Below are a couple of examples of some fairly common metaphor’s I’ve encountered in my teaching/learning experience as a wind instrumentalist that have produce mixed results, at best. The first involves anatomy/physiology, the second involves acoustics. Let’s examine them:

1. “Breathing from your belly.” (or the “belly as lungs”  metaphor, as I call it). First off, there is no air to be put in your belly, because your lungs aren’t located there. This metaphor is often given as an encouragement to engage more of the muscles in your abdominal region, as well as to prevent “shallow”, clavicular compression in the upper part of the torso.

So what’s the problem?

When so much emphasis is put upon getting the air “down there”, it invites you to misuse your entire head/neck/back mechanism to do so. This will usually get you to compress and distort your spine,  limiting the free, elastic and expansive movements of the thoracic cavity that are necessary to efficient breathing.

Whenever I work with a student on breathing, I demonstrate and explain to them (through images and videos) the actual coordinated movements involved in respiration, as well as giving them some hands-on help to have an experience of this natural and efficient coordination.

Rather than getting them to “breathe into their bellies”, I encourage them to invite the three-dimensional expansion and contraction of their torso that more accurately describes the reality of their physical mechanism. (I encourage you to do the same.)

2. “Your tongue is a valve that starts the sound”. Again, this is not indicative of what is actually happening acoustically. No matter which wind instrument you play, your tongue doesn’t start the sound. Ever. Your focused airstream  starts the sound. This “valve” metaphor is often used to call upon a more precise use of the tongue in articulation.

So what’s the problem?

Now to be sure, your tongue can be used to great effect to give precision to how your airstream is being used to start and stop your sound. But it doesn’t do that which only your airstream can do. If you think of your tongue as the “valve” that begins tone production, it can invite you to get too internally focused in producing your sound.

This can lead to lots of embouchure “micromanaging”, which can manifest itself into excessive jaw tension and misdirected “preparation” when attacking a note at the beginning of a phrase.
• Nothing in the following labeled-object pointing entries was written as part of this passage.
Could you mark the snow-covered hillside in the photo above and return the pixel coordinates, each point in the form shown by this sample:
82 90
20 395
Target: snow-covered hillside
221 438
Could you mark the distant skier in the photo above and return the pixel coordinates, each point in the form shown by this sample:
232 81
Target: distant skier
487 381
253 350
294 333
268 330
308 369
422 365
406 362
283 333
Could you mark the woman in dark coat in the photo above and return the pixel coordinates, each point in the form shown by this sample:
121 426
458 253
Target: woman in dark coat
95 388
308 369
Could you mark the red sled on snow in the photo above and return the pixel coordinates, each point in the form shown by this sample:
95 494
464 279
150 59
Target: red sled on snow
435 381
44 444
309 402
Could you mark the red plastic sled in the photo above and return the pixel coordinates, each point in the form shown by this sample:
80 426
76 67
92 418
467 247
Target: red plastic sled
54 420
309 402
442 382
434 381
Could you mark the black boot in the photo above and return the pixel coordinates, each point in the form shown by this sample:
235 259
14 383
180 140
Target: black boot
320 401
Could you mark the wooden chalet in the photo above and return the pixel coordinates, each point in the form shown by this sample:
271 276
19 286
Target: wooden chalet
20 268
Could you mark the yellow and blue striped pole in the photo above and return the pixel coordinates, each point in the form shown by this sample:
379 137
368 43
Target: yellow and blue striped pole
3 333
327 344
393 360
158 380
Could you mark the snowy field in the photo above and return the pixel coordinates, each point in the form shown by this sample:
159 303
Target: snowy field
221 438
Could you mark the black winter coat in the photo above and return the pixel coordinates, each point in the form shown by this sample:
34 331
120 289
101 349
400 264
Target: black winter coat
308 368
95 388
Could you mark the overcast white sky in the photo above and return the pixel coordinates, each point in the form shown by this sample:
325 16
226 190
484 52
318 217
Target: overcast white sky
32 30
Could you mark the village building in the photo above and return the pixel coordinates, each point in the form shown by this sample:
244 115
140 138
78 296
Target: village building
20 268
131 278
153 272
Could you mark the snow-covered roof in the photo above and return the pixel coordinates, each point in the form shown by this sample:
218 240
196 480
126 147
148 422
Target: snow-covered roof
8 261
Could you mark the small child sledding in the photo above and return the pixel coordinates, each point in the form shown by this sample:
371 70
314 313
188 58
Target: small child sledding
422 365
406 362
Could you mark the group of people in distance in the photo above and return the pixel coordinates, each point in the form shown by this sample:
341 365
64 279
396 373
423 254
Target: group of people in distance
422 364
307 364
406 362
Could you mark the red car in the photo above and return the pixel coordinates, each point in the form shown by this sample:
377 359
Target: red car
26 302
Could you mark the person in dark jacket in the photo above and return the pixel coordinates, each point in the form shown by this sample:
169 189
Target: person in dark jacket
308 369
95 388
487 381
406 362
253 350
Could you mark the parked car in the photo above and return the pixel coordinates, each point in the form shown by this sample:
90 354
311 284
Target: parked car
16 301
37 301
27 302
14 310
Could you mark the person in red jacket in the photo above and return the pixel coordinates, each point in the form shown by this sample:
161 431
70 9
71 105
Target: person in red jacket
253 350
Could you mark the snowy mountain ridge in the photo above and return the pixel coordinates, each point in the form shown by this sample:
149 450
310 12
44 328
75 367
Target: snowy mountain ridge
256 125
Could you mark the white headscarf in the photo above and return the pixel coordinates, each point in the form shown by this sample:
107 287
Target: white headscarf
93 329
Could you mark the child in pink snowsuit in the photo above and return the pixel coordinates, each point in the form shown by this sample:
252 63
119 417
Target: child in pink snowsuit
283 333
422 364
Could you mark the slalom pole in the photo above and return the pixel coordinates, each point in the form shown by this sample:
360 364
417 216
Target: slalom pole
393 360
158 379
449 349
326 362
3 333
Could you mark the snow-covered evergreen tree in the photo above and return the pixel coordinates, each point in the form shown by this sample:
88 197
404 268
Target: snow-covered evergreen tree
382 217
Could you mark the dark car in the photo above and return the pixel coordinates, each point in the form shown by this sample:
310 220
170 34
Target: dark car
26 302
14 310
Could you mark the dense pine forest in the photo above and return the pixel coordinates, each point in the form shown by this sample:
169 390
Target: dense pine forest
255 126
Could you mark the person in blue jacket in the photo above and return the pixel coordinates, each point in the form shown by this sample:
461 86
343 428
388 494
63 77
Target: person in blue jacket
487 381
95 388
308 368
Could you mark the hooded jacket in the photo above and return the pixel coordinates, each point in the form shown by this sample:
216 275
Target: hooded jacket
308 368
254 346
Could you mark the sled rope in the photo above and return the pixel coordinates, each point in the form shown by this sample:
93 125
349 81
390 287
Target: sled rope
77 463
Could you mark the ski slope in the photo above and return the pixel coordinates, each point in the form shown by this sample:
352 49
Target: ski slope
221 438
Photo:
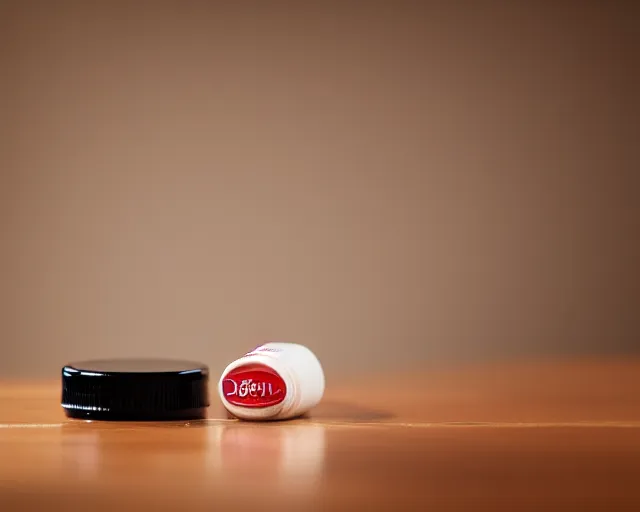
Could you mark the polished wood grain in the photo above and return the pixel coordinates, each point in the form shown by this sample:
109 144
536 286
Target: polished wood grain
512 436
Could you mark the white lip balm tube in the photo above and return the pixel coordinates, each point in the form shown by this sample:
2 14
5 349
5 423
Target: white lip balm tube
275 381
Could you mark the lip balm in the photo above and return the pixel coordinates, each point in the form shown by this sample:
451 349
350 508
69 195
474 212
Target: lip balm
275 381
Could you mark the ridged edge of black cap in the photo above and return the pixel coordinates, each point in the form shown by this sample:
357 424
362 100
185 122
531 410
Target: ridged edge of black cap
115 390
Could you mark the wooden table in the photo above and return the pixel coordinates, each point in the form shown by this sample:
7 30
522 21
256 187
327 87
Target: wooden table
517 436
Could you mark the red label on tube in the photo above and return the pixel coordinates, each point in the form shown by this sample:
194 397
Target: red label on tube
253 385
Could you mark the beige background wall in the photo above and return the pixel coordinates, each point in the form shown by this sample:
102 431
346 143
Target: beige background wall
390 180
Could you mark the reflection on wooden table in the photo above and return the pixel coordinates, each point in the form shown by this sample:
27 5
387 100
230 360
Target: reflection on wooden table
513 437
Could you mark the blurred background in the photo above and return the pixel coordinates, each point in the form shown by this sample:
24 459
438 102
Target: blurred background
390 183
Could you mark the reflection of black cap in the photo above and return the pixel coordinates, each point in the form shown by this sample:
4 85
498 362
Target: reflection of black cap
135 390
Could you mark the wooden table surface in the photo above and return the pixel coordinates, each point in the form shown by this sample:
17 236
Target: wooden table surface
517 436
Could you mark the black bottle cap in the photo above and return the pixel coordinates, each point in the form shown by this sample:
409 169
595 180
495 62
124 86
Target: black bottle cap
135 390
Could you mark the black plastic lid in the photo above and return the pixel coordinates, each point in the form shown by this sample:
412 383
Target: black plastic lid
135 389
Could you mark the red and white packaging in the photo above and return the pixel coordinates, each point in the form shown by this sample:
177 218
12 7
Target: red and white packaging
275 381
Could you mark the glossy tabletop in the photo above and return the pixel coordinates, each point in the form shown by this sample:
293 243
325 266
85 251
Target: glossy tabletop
512 436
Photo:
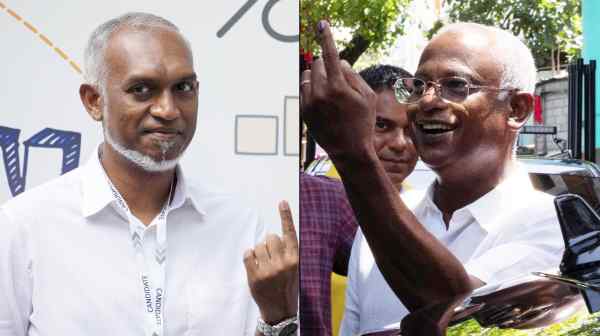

In turn, it can also keep you from fully realizing and relying upon the voicing mechanisms as they need to work in relation to releasing air into your instrument.

Rather than getting my students to think of their tongues as “valves”, I encourage them to think of articulation as part of their sound.  And sound production on a wind instrument involves conception (imagination) and the movement of air (amongst other things).

So instead of thinking so specifically about your “tongue-valve” when articulating, try to imagine more vividly and precisely the sound  of your desired articulation (your expression!) If it’s clear enough, your brain will efficiently coordinate your physical mechanisms to realize your expression. That’s what you learn through practice.

So I’m not here to tell you to get rid of the metaphors. I use metaphor to positive ends in both my teaching and in my learning. I’m just suggesting to be mindful when using them (in both teaching and learning).

A metaphor (like any other thought) gets us to react in a specific way. If you (or your students) react in a constructive, flexible and exploratory way that invites better coordination, better understanding and better music, then great! By all means use it!

But even then, make sure you’re clear on the reality of what is actually happening. (In short, make sure you know that the metaphor is a metaphor!) Take the time to understand and learn the anatomy/physiology and/or acoustics that pertain specifically to what you do when you play your instrument.

Understanding the distinction between metaphor and physical reality can help you and your students continue to grow, improve and remain curious. All good things.